Publicado en La Tercera el 07/04/2017

La transmisión donde se encontraron los cinco candidatos a la presidencia del país galo llevó el título El gran debate, versión singular del mismo nombre que recibió informalmente el ciclo de debates entre Richard Nixon y John F. Kennedy en Estados Unidos en 1960.

En 2017 el canal privado de televisión TF1, optó por convertir el apelativo en un mandato, que en gran medida se logró gracias a decisiones formales de las cuales puede aprender Chile y otros países latinoamericanos que tienen una tradición más joven en la organización de debates presidenciales televisados.

La instancia fue ambiciosa en su dimensión temporal, duró tres horas que dieron la posibilidad a los contendores de desarrollar argumentos e ideas en un espacio equitativo para los cinco. Lo que se complementó de forma clave con un formato semi-estructurado con preguntas que guiaban los temas, pero que no determinaban el desenlace de la conversación, lo que dio a los candidatos la suficiente libertad para, efectivamente, debatir entre ellos.

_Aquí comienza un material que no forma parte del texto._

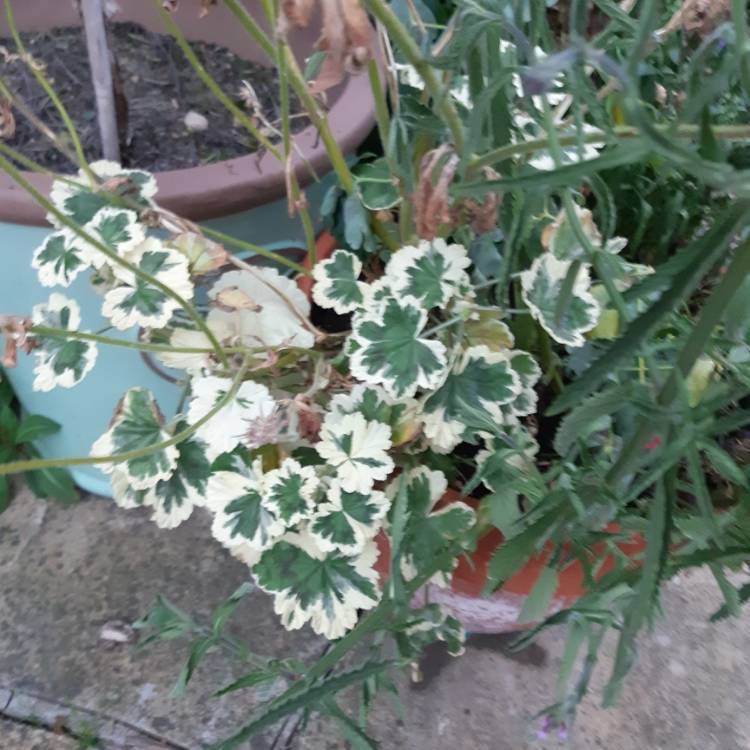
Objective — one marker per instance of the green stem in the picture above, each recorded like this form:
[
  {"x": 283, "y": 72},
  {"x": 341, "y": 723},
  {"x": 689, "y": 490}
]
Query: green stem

Dos factores fueron fundamentales para lograr ese objetivo, el primero la decisión de que los moderadores cedieran mayor protagonismo a los candidatos, evitando antagonizar con ellos, lo que tuvo como ventaja que la conversación se mantuvo dentro de los temas establecidos. A diferencia de un formato más cercano a la entrevista, como estamos acostumbrados en Chile, que da más oportunidad a los periodistas de fiscalizar a los aspirantes a la presidencia, pero dispersa la agenda y tiende a ahondar en conflictos que han surgido durante la campaña que no dan cuenta del proyecto país.

La pauta se dividió en cuatro áreas temáticas: qué presidente serán para Francia, su modelo de sociedad, su modelo económico y qué lugar ocupará Francia en el Mundo. Esto hizo que la discusión permaneciera en la gran política. Aunque hubo momentos tensos, la mayoría protagonizados por Marine Le Pen, destacando sus desencuentros con Emmanuel Macron y François Fillon, que obtuvieron la atención posterior de la prensa, convivieron con la visión de país de cada presidenciable al estar enmarcados en áreas temáticas que exigían a los candidatos un compromiso con la audiencia, superior a su rivalidad.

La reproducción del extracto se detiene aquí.